Sally looked at him inquiringly with her blue eyes under their thick black lashes. Was he advanced, this plausible, intelligent-looking young man, who was a friend of Arnold Denison’s and liked “The Penitent,” and, indeed, everything else? Was he free and progressive and on the side of the right things, or was he merely an amiable stick-in-the-mud like Jimmy? She couldn’t gather, from his alert, expressive face and bright hazel eyes and rather sensitive mouth: they chiefly conveyed a capacity for reception, an openness to all impressions, a readiness to spread sails to any wind. If he were a person of parts, if he had a brain and a mind and a soul, and if at the same time he were an ardent server of the Church—that, Sally thought unconsciously, might be a witness in the Church’s favour. Only here she remembered Jimmy’s friend at St. Gregory’s, Bob Traherne; he was all that and more, he had brain and mind and soul and an ardent fire of zeal for many of the right things (Sally, a little behind the times here, was a Socialist by conviction), and yet in spite of him one was sure that somehow the Church wouldn’t do, wouldn’t meet all the requirements of this complex life. Sally had learnt that lately, and was learning it more and more. She was proud of having learnt it; but still, she had occasional regrets.

She made a hole in an orange, and put a lump of sugar in it and sucked it.

“The great advantage of that way,” she explained, “is that all the juice goes inside you, and doesn’t mess the plates or anything else. You see, Mrs. Jones is rather old, and not fond of washing up.”

So they all made holes and put in sugar, and put the juice inside them. Then Jane and Sally retired to exchange their cooking pinafores for out-door things, and then they all rode to “Squibs” on the top of a bus. They were joined at the pit door by one Billy Raymond, a friend of theirs—a tall, tranquil young man, by trade a poet, with an attractive smile and a sweet temper, and a gentle, kind, serenely philosophical view of men and things that was a little like Jane’s, only more human and virile. He attracted Eddy greatly, as his poems had already done.

To remove anxiety on the subject, it may be stated at once that the first night of “Squibs” was neither a failure nor a triumphant success. It was enjoyable, for those who enjoyed the sort of thing—(fantastic wit, clever dialogue, much talk, little action, and less emotion)—and dull for those who didn’t. It would certainly never be popular, and probably the author would have been shocked and grieved if it had been. The critics approved it as clever, and said it was rather lengthy and highly improbable. Jane, Sally, Arnold, Billy Raymond, and Eddy enjoyed it extremely. So did Eileen Le Moine and her companion Bridget Hogan, who watched it from a box. Cecil Le Moine wandered in and out of the box, looking plaintive. He told Eileen that they were doing it even worse than he had feared. He was rather an engaging-looking person, with a boyish, young-Napoleonic beauty of face and a velvet smoking-jacket, and a sweet, plaintive voice, and the air of an injured child about him. A child of genius, perhaps; anyhow a gifted child, and a lovable one, and at the same time as selfish as even a child can be.

Eileen Le Moine and Miss Hogan came to speak to their friends in the pit before taking their seats. Eddy was introduced to them, and they talked for a minute or two. When they had gone, Sally said to him, “Isn’t Eileen attractive?”

“Very,” he said.

“And Bridget’s a dear,” added Sally, childishly boasting of her friends.
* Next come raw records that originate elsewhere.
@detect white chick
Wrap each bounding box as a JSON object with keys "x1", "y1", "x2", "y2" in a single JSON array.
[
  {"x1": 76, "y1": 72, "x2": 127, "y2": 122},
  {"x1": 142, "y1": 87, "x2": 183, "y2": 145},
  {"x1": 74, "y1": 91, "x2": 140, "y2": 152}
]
“I can imagine she would be,” said Eddy. Miss Hogan had amused him during their short interview. She was older than the rest of them; she was perhaps thirty-four, and very well dressed, and with a shrewd, woman-of-the-world air that the others quite lacked, and dangling pince-nez, and ironic eyes, and a slight stutter. Eddy regretted that she was not sitting among them; her caustic comments would have added salt to the evening.

“Bridget’s worldly, you know,” Sally said. “She’s the only one of us with money, and she goes out a lot. You see how smartly she’s dressed. She’s the only person I’m really friends with who’s like that. She’s awfully clever, too, though she doesn’t do anything.”